Gastrointest Cancer Res. 2009 Mar;3(2):57-65.
Radiotherapy and surgery have both played prominent roles in the treatment of esophageal cancer since the beginning of the 20th century. Although the use of radiotherapy alone to treat esophageal cancer has a long history, it has not demonstrated improved outcomes compared with surgery alone. The disappointing rates of survival and local control associated with single-modality therapy and the need for effective nonsurgical management led to the development of definitive chemoradiotherapy paradigms for esophageal cancer. Adding cytotoxic chemotherapy to radiotherapy for additive or synergistic effect was described as early as 1968, and over time, treatment has shifted from single-modality therapy toward combined-modality therapy using chemotherapy and radiotherapy. This approach eventually demonstrated superior outcomes in patients with esophageal cancer when compared to radiotherapy alone. Maximum benefit of this therapy depends on the appropriate addition of surgery and the optimization of radiosensitizing chemotherapy. A burgeoning area of research has focused on improving definitive chemoradiotherapy strategies through the incorporation of newer chemotherapeutic agents and targeted biologic agents. An overview of the history of chemoradiotherapy in the treatment of esophageal cancer is presented, as well as a discussion of ongoing studies and future areas of promising research.
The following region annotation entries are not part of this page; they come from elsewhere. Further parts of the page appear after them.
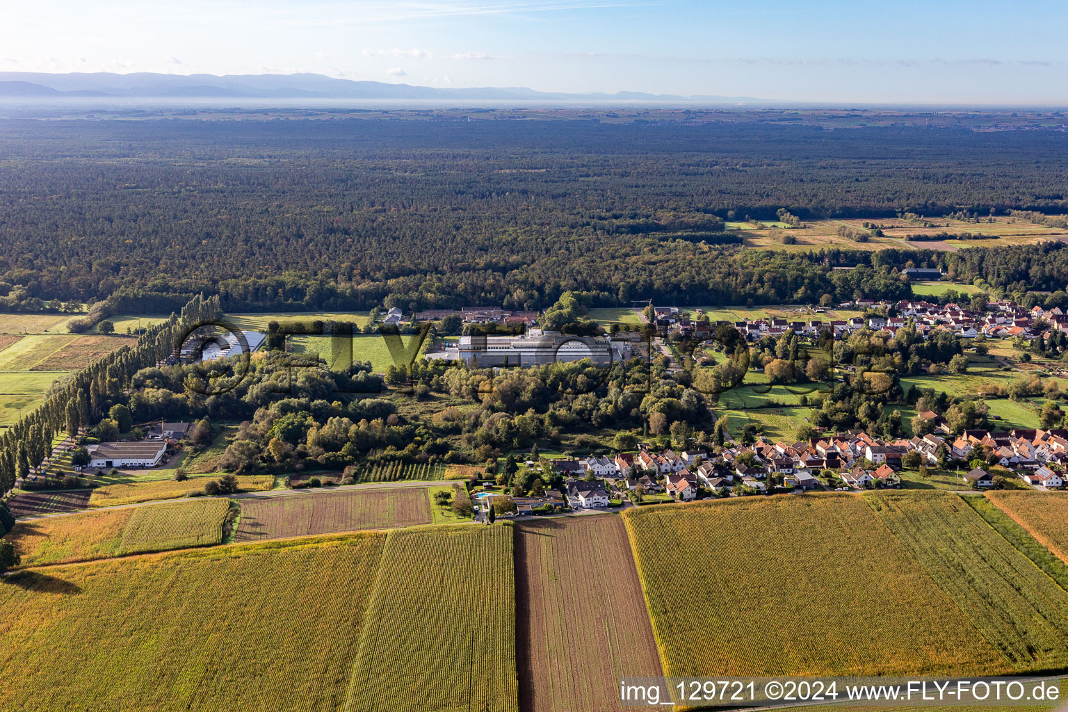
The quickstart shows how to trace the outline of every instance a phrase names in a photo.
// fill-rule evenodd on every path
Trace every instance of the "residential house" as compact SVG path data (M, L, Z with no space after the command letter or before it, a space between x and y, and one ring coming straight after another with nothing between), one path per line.
M871 473L871 476L875 477L876 480L882 482L883 487L901 486L901 476L885 462L880 464L879 468Z
M975 487L993 487L994 484L993 477L983 468L976 468L964 475L964 481Z
M784 480L787 485L792 485L795 489L808 491L816 489L816 478L807 472L795 472L786 475Z
M607 507L608 491L600 480L572 479L567 482L567 502L572 507Z
M160 421L159 423L152 424L145 437L150 440L184 440L190 427L192 426L189 423L167 423L166 421Z
M587 457L582 460L582 464L587 473L594 477L616 477L618 471L615 469L615 461L607 457Z
M668 486L665 489L668 494L679 502L689 502L697 497L697 488L686 477L678 474L668 476Z

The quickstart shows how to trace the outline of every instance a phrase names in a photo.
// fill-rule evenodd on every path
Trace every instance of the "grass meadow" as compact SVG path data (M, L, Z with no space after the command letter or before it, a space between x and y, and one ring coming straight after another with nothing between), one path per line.
M513 529L389 533L345 712L517 712Z
M1068 492L987 492L987 497L1068 564Z
M6 538L23 567L205 547L222 541L227 500L194 500L16 522Z
M0 708L337 709L384 541L368 533L16 572L0 586L0 675L18 682L0 685Z
M668 676L1012 669L860 496L641 507L624 520ZM713 545L680 555L684 541ZM744 614L724 615L726 601Z
M190 477L182 481L168 478L105 485L93 490L93 494L89 499L89 506L112 507L157 500L177 500L189 496L192 492L203 492L204 485L218 478L219 475L205 475ZM242 492L260 492L274 487L273 475L237 475L237 481L238 488Z

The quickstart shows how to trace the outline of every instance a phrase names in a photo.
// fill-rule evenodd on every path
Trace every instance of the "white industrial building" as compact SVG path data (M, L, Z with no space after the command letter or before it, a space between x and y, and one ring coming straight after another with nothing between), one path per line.
M456 346L429 359L462 360L469 366L535 366L546 363L590 359L595 366L610 366L624 357L625 342L603 336L569 336L554 331L531 329L520 336L465 334Z
M266 334L258 331L242 331L241 336L250 353L258 350L267 339ZM182 346L182 358L185 361L191 361L199 355L200 361L218 361L232 355L240 355L244 350L245 347L237 335L227 331L221 335L205 335L187 339Z
M167 443L141 441L129 443L99 443L89 445L91 468L155 468L163 460Z

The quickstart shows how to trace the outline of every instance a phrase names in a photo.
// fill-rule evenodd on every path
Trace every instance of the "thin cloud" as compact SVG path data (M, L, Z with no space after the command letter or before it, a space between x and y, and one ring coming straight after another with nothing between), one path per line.
M428 49L371 49L363 48L364 57L393 57L398 60L429 60L434 59L434 53Z
M289 25L364 25L395 22L438 17L465 17L474 15L521 15L560 13L576 10L611 10L616 7L650 7L678 4L680 0L533 0L530 2L405 2L371 5L352 17L293 18Z
M500 57L494 57L493 54L487 54L486 52L456 52L453 54L454 60L474 60L477 62L484 62L486 60L499 60Z

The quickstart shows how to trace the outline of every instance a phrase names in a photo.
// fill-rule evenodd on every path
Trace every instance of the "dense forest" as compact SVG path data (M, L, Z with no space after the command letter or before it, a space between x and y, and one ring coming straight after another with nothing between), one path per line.
M1059 131L592 121L0 122L0 299L538 308L1063 288L1068 250L759 252L725 219L1063 213ZM874 264L873 264L874 262ZM853 278L829 267L870 266ZM861 279L864 278L864 279ZM113 298L114 299L114 298ZM40 301L38 301L40 300ZM58 300L58 301L53 301Z

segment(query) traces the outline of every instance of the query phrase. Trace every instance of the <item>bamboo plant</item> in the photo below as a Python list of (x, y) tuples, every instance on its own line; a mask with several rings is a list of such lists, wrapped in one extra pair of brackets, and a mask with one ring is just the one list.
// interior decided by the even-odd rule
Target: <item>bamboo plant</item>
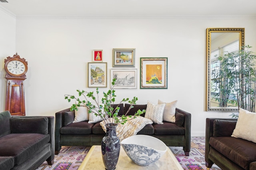
[[(218, 69), (213, 70), (212, 80), (218, 90), (216, 100), (221, 107), (231, 104), (251, 112), (255, 109), (256, 100), (256, 55), (247, 45), (237, 51), (217, 58)], [(230, 99), (230, 96), (235, 96)], [(232, 113), (232, 117), (238, 115)]]

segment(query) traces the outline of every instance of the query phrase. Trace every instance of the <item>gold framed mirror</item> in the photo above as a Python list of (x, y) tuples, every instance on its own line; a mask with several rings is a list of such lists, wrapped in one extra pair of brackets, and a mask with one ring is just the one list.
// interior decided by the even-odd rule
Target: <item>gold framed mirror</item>
[(216, 71), (216, 68), (220, 66), (218, 56), (225, 53), (238, 51), (244, 46), (244, 28), (206, 29), (206, 111), (238, 111), (238, 107), (234, 104), (223, 106), (219, 102), (220, 100), (217, 98), (219, 98), (220, 95), (218, 95), (218, 89), (216, 88), (217, 86), (212, 80), (212, 73), (213, 70)]

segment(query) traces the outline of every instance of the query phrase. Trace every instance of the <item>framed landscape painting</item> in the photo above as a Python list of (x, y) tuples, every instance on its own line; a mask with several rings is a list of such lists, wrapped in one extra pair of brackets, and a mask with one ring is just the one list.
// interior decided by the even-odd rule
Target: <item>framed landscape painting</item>
[(114, 88), (137, 88), (136, 69), (112, 69), (111, 80), (116, 78)]
[(135, 49), (113, 49), (113, 67), (134, 67)]
[(140, 88), (167, 88), (167, 58), (140, 58)]
[(107, 63), (88, 63), (88, 87), (107, 86)]

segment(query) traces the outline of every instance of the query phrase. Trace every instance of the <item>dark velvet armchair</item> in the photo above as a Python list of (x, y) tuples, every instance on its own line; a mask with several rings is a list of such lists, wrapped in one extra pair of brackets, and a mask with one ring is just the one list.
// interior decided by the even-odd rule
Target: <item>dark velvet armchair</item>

自20世纪初以来,放射治疗和手术在食管癌治疗中都发挥了重要作用。尽管单独使用放射治疗食管癌的历史悠久,但与单独手术相比,其并未显示出更好的疗效。单模态治疗令人失望的生存率和局部控制率,以及对有效非手术治疗的需求,促使了食管癌确定性放化疗模式的发展。早在1968年就有人提出在放射治疗中加入细胞毒性化疗以产生相加或协同效应,随着时间的推移,治疗已从单模态治疗转向使用化疗和放疗的联合模态治疗。与单纯放射治疗相比,这种方法最终在食管癌患者中显示出更好的疗效。这种治疗的最大益处取决于适当增加手术以及优化放射增敏化疗。一个新兴的研究领域致力于通过纳入更新的化疗药物和靶向生物制剂来改进确定性放化疗策略。本文概述了食管癌放化疗的历史,并讨论了正在进行的研究以及未来有前景的研究领域。